But when we talk on the phone, I will say hello. She will say hello. Then she will say, “How are you?” And I have no idea how to answer that question, especially when asked by someone I haven’t talked with in so long. Someone who hasn’t witnessed the howling, the blood-shot eyes, the twitchy version of myself that exists when I leave my safe bubble at home, when I venture into the world. The half-eaten version of me, even though I look normal on the outside. Or normal enough. The mom of a 3-year-old.

This woman didn’t witness all the months when I didn’t leave my bed. And after that, when I didn’t shower or comb my hair and wore the same thing for six or seven days in a row because I didn’t know how to get dressed. The woman who cut off all of her hair to look ugly, hoping to match how I felt on the inside. When we talk, this woman will hear the fast-forwarded version of me. The one that can talk on the phone, the woman who has taught creative writing and who founded a literary magazine in grief’s wake. The one that lights up talking about narrative arcs and creating three-dimensional worlds.

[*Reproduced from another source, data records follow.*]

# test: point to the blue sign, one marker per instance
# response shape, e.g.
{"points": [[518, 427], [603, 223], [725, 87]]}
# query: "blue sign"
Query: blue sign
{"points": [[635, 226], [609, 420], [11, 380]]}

And all this thinking about the different versions of me since Riley died in 2014 makes me wonder how I got here. How did the accumulation of time and space from Riley’s death allow me to do those things, to get to the place where I can wonder how I should answer that question. Early on, that innocent question felt so offensive. It doesn’t anymore, and when I’m at the checkout counter, I can say, “Fine, thanks. How are you?” But wondering about it in the context of this pending phone call feels splintered. And strange because I am different from before Riley died. And I am different from the time just after Riley died. And I’m different from before the baby was born. I’m still broken, like a bone fracture that wasn’t set and the malunion impairs function longterm. I’ll always be broken, impaired. But I’m also other things. And I won’t necessarily cry when I talk about Riley.

As I downed a hot cup of tea in the moments between scratching things off the to-do list, I figured it out. When she asks the inevitable question, I will say, “I’ve been wondering how to answer that question all day.” Because it’s the truth.